Before You Start
Okay, so you might have collected a lot of data on a new product or a new task strategy. This might be from a beta test or from a survey. What do you do with it though? Collecting data is just one of the steps in the entire process. Analyzing the data, and making a sound decision is definitely the difficult part. After all, a poor decision could cost you, literally.
Even if you’re raking in the huge profits, you still don’t want to lose any money, and if you have a problem with a product or task strategy, then you want it solved as quickly as possible. If something is costing you money, then you want to deal with it even sooner than if you were just in the development stages of something new. Speed can certainly be your enemy in either situation though, as a rushed decision based on a poor analysis can leave your business reeling. So let’s go through the steps required to make a good and informed decision.
Put the Data In Order
The first step is to put the data in the order that you received it in. Rudimentary data such as survey data, or data collected through simple investigative work that does not actually include the practice or product should go first. This data was collected to determine where it the product or app should be put in place, and for whom.
Next is the beta test, or field test data. The secondary data, in this case, will help determine if the product or practice is worth further development or investigation, and where it should be marketed or implemented, as well as other important details about it. If you have review data at hand from a final product or practice already in place, that data would be considered after everything else has been evaluated.
Begin Your Analysis
Once you have got it all the data in the proper sequence then you can begin the analysis process. There are key factors you are going to want to determine from this data:
- Will this work in not just the short term, but the long-term?

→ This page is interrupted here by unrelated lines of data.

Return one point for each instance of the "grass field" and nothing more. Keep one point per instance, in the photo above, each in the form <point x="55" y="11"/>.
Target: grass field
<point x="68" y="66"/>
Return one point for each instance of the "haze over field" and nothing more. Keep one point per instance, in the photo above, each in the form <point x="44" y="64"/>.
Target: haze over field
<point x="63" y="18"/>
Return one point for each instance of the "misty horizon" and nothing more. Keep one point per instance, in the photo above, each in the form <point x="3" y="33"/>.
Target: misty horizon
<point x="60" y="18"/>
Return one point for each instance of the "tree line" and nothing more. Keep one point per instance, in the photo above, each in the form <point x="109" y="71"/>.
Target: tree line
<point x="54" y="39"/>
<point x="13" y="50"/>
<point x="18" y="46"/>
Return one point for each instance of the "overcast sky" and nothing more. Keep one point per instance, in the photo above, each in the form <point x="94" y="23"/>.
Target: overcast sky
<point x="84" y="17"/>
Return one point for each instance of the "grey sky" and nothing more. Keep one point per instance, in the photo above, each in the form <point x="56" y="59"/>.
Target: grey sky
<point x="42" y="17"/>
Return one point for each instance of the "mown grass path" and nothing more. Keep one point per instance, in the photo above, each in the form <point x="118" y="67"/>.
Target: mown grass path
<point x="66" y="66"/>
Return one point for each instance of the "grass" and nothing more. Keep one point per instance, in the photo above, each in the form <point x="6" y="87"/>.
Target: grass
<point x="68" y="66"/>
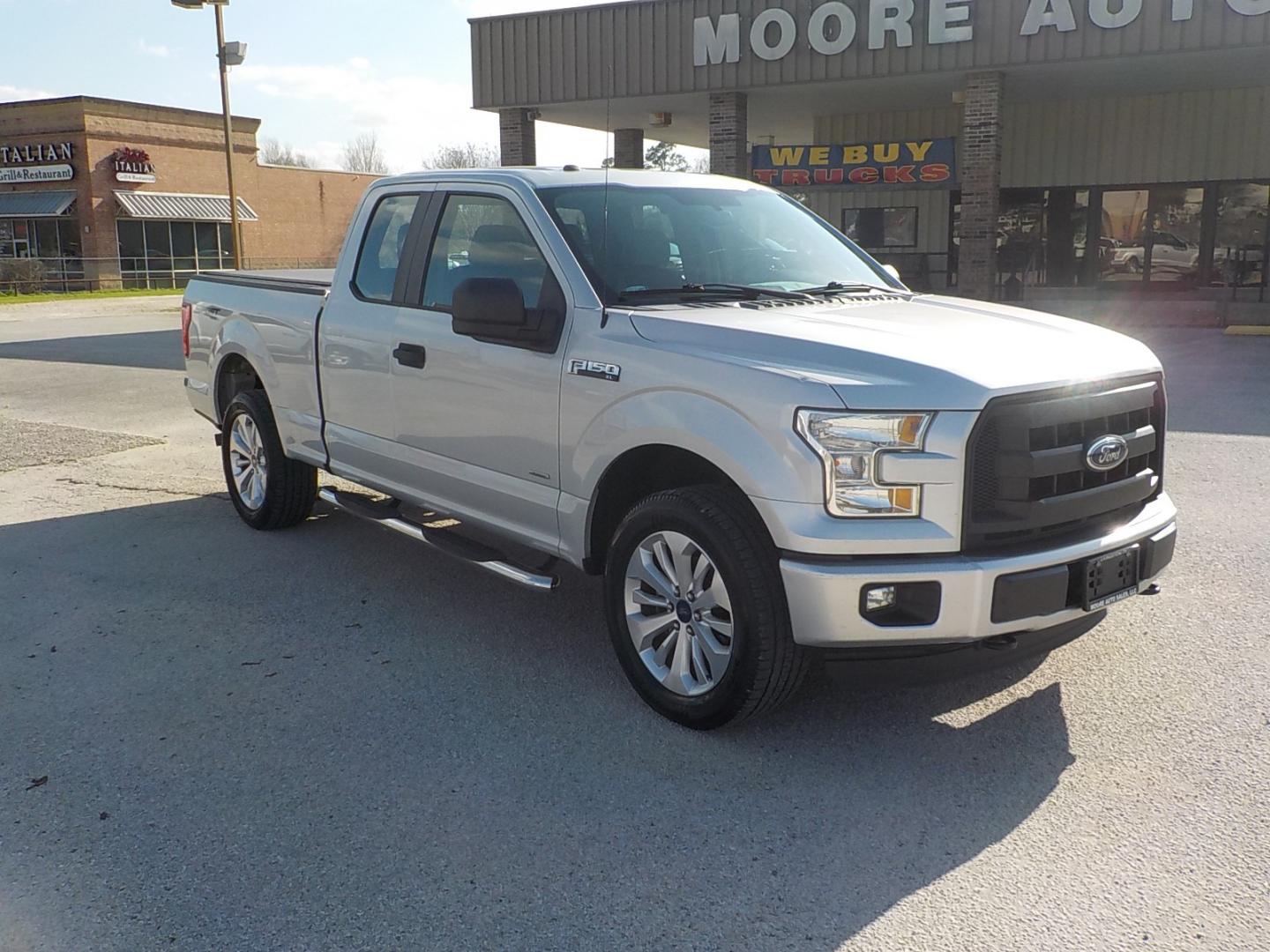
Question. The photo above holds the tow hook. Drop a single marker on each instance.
(1000, 643)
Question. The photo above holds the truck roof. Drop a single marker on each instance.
(548, 176)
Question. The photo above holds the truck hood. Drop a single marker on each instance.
(895, 353)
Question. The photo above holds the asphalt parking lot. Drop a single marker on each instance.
(328, 739)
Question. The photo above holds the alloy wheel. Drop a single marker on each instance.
(678, 614)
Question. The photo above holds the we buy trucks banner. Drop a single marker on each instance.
(929, 161)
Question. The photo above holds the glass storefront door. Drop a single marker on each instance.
(1174, 244)
(1151, 234)
(1240, 240)
(1123, 235)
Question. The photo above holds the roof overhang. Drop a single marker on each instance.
(34, 205)
(181, 207)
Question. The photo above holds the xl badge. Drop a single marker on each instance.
(1106, 453)
(596, 368)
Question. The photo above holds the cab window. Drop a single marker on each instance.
(381, 248)
(482, 236)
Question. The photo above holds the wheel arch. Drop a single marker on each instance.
(234, 375)
(638, 472)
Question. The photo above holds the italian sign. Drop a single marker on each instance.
(132, 165)
(36, 173)
(927, 161)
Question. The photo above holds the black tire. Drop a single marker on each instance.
(291, 485)
(766, 664)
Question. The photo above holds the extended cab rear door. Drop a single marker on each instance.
(357, 333)
(479, 421)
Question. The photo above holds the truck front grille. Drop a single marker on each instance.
(1027, 479)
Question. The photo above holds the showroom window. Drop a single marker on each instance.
(1241, 236)
(49, 250)
(1151, 234)
(167, 254)
(875, 228)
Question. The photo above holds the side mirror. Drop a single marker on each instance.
(489, 308)
(493, 310)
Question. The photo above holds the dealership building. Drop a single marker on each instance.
(1077, 153)
(101, 193)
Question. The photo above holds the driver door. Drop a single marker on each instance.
(479, 421)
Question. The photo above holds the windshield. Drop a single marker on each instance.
(669, 238)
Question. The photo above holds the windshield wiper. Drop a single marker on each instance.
(837, 287)
(748, 292)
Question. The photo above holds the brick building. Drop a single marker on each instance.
(104, 193)
(1070, 152)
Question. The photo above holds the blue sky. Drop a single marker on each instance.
(318, 71)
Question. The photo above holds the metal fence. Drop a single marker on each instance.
(34, 276)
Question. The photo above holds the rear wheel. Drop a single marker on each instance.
(696, 608)
(268, 490)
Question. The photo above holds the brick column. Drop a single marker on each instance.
(628, 149)
(729, 133)
(981, 184)
(517, 144)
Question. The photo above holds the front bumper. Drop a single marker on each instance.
(825, 594)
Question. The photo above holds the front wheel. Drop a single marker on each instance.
(268, 490)
(696, 608)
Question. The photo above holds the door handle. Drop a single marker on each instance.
(410, 355)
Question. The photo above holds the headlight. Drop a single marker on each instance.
(850, 446)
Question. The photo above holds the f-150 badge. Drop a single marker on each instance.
(596, 368)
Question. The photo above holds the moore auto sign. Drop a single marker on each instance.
(833, 26)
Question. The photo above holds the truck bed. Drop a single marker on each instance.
(303, 280)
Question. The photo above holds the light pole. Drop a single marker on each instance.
(227, 55)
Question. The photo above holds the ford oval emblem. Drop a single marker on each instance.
(1106, 452)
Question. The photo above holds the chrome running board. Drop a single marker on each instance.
(458, 546)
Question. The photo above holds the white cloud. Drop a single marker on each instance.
(497, 8)
(412, 115)
(13, 94)
(153, 49)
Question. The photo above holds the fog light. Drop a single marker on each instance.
(879, 597)
(900, 605)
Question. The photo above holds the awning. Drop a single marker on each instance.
(170, 205)
(34, 205)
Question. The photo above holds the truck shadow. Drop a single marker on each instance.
(1217, 383)
(332, 725)
(147, 349)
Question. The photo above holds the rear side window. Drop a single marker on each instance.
(482, 236)
(381, 248)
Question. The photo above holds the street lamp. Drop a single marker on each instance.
(228, 55)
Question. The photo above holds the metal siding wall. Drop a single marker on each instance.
(564, 56)
(1218, 133)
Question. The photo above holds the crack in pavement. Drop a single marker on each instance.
(72, 481)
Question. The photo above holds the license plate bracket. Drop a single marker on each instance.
(1111, 576)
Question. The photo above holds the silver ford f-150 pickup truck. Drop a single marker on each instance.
(695, 386)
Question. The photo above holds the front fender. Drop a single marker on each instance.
(756, 449)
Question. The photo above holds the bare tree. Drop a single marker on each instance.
(274, 152)
(465, 155)
(365, 153)
(666, 158)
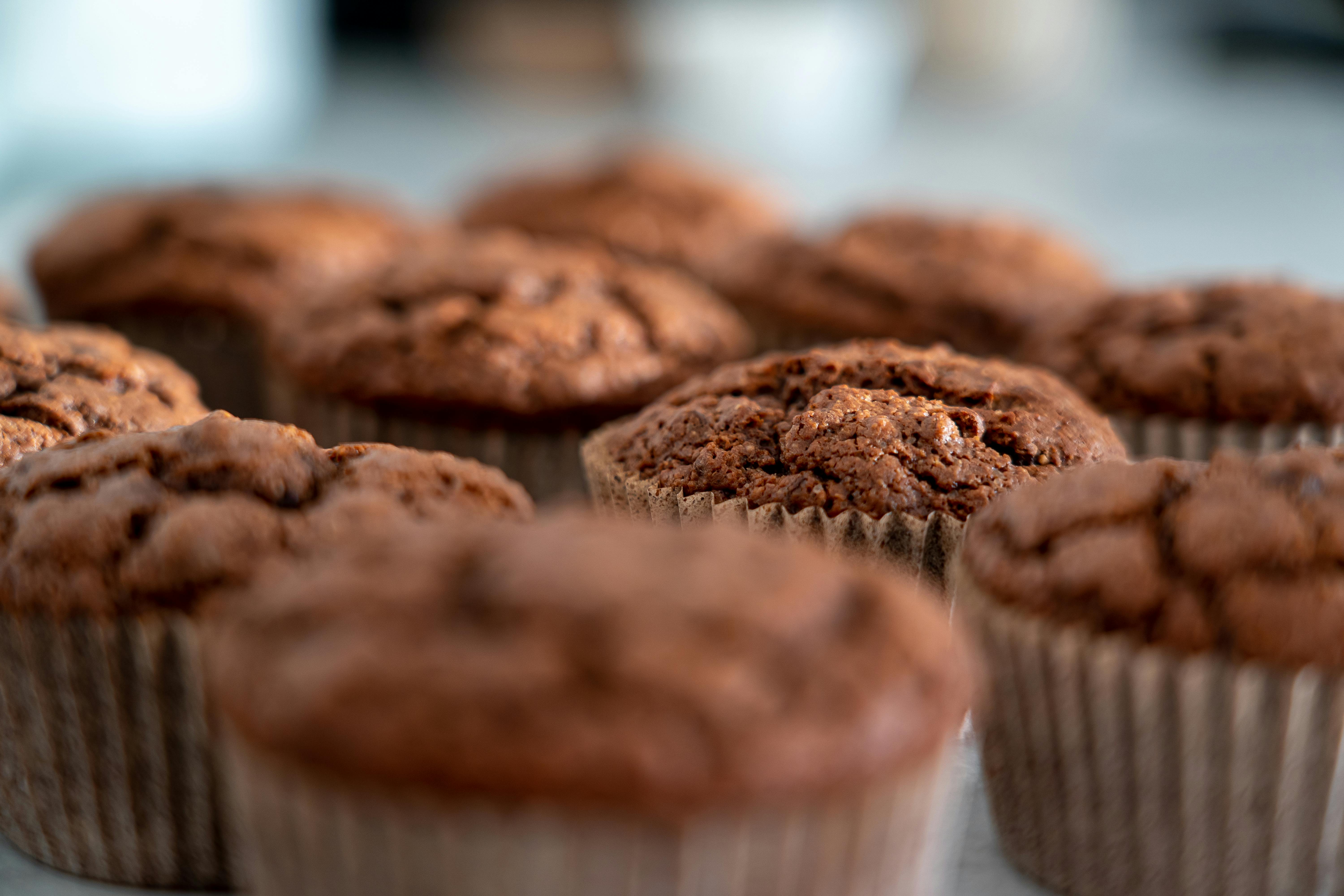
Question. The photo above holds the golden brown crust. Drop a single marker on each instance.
(1241, 555)
(120, 524)
(591, 663)
(870, 425)
(506, 326)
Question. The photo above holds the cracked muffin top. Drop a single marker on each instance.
(869, 425)
(1259, 351)
(69, 379)
(119, 524)
(591, 663)
(644, 203)
(1240, 555)
(509, 327)
(978, 284)
(240, 252)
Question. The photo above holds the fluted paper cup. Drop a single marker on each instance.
(108, 769)
(1198, 440)
(925, 549)
(307, 835)
(546, 464)
(1116, 768)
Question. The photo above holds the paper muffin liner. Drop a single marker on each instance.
(222, 353)
(1197, 440)
(302, 834)
(108, 769)
(1115, 768)
(925, 549)
(546, 464)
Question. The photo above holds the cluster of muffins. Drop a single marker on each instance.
(319, 640)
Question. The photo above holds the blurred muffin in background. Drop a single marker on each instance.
(114, 551)
(978, 284)
(1165, 645)
(650, 205)
(872, 447)
(197, 272)
(587, 707)
(1189, 369)
(72, 379)
(498, 346)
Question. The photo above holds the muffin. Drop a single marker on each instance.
(870, 447)
(1166, 648)
(114, 551)
(71, 379)
(498, 346)
(1186, 370)
(587, 707)
(978, 284)
(196, 272)
(646, 203)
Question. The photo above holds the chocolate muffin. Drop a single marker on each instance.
(1185, 370)
(620, 696)
(114, 551)
(69, 381)
(646, 203)
(978, 284)
(880, 447)
(196, 272)
(1166, 647)
(502, 347)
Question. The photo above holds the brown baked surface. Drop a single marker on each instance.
(120, 524)
(647, 203)
(869, 425)
(1257, 351)
(243, 252)
(1243, 555)
(510, 326)
(978, 284)
(588, 661)
(71, 379)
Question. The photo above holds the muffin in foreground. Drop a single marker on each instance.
(1166, 648)
(869, 445)
(587, 707)
(1187, 370)
(501, 347)
(196, 272)
(69, 381)
(978, 284)
(114, 550)
(646, 203)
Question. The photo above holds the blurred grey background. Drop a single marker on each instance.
(1173, 136)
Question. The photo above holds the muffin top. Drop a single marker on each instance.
(869, 425)
(1265, 351)
(510, 327)
(591, 663)
(1240, 555)
(241, 252)
(69, 379)
(978, 284)
(646, 203)
(119, 524)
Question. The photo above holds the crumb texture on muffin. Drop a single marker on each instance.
(870, 425)
(71, 379)
(115, 524)
(502, 323)
(591, 663)
(240, 252)
(1257, 351)
(978, 284)
(646, 203)
(1240, 555)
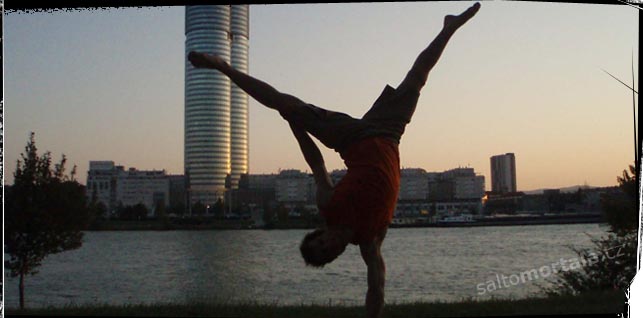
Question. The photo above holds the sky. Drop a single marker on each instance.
(521, 77)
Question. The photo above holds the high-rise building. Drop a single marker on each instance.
(216, 111)
(114, 186)
(503, 173)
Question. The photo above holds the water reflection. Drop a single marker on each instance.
(423, 264)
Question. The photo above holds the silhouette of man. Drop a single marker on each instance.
(359, 208)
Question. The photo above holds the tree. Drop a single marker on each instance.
(612, 264)
(45, 213)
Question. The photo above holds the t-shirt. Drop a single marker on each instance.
(365, 198)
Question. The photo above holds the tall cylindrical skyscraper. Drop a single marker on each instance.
(207, 104)
(216, 113)
(239, 99)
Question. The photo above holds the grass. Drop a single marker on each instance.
(611, 302)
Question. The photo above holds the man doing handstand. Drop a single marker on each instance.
(359, 208)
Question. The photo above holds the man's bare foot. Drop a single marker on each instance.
(204, 60)
(456, 21)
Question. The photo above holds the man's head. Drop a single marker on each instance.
(322, 246)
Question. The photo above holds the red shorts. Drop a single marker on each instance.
(365, 198)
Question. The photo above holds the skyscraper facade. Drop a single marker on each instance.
(216, 111)
(503, 173)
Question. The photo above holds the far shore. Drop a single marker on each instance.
(205, 223)
(607, 303)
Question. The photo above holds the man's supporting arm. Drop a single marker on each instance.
(315, 161)
(376, 277)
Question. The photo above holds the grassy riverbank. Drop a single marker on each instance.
(594, 303)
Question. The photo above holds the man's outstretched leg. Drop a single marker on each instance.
(259, 90)
(417, 76)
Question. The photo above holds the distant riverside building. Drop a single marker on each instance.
(456, 184)
(413, 184)
(503, 173)
(113, 186)
(216, 111)
(101, 182)
(149, 187)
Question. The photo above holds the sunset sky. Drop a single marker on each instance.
(521, 77)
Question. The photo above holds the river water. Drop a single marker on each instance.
(423, 264)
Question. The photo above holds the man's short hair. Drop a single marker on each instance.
(312, 254)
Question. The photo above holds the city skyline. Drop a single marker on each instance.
(507, 83)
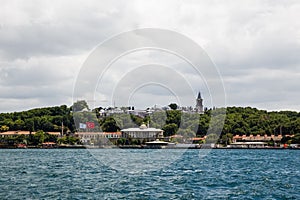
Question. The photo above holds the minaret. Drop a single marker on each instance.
(199, 103)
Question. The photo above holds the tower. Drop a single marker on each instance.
(199, 103)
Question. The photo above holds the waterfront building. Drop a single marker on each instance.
(142, 133)
(14, 133)
(247, 145)
(91, 138)
(256, 138)
(199, 103)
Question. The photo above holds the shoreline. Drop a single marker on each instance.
(145, 147)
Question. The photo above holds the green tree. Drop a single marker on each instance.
(4, 128)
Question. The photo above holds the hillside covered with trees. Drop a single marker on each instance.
(238, 121)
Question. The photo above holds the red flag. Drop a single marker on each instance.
(90, 125)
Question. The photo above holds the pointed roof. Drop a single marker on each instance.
(199, 95)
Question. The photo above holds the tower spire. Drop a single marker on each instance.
(199, 95)
(199, 103)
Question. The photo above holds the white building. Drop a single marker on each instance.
(142, 133)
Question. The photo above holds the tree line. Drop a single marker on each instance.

- Is it worth the cost in needed to proceed?
- Who is product or practice directed at? (Different domestic departments or customers)
- Where does this need to be implemented?
- How far should the new process be extended?
- What are the effects of implementation? (If you have done a beta test or have review data)
- Will this or did the product or process meet the goals set?
These are all very important questions that you need to be able to answer from this step in the process. The best way to move forward is with a solid answer to every single one of them. It is about making an informed decision at the end of the process. If an answer is not certain then it is best to go back and retrieve the data again, but more thoroughly. Sadly then you have to restart the entire process, but generally, that is worth doing. Never be desperate or in any kind of rush to make a business decision, because again, it may cost you. It might even cost you more in the long term than it would have had you simply not made a decision at all.
A Proper Analysis
Proper data review is not done by one or two people. It is done by a group of people with different opinions and points of view. One of them might see an undesired consequence that the others did not. A member of the group might even discover a better way to implement the new product or practice that everyone else just missed. The more eyes, ears, and hands that you have on a project, the better and less biased the assessment will be.
Before Decision Time
Give yourself a little bit of time, at least, to think over all the data, opinions, and points of view. You may come to some new conclusions yourself. There will come a time to pull the proverbial trigger on the decision, but it does not have to be right away. Chances are that you have all sorts of options, and resources at your disposal, some that you might not even be considering. A breakthrough can happen any time of day, all it takes is an open mind, and a little bit of thought.
Rendering a Decision
Once you have gone through all of the previous steps, reviewed all the data, and looked at what is best for business, then you can make your decision. Failure is never an option. Keep in mind that a horizontal business move is also a loss in today’s world. If you cannot determine that a decision one way or the other is going to bring in a healthy profit, then give it a pass. A fight that you didn’t partake in did not hurt your business or cost it a dime.
Resources and money can both be lost to a poor or even just poorly timed decision. Good timing is the final step to be considered in the analysis process. A decision made too late is just not worth the time invested in the process, or the headache of trying to reverse engineer the mistake. On the other hand, a product or practice that would be better implemented at a later time should be delayed until the time is appropriate. So consider all your options and weigh all the details to assure decision you make will yield a triumph rather than a catastrophe.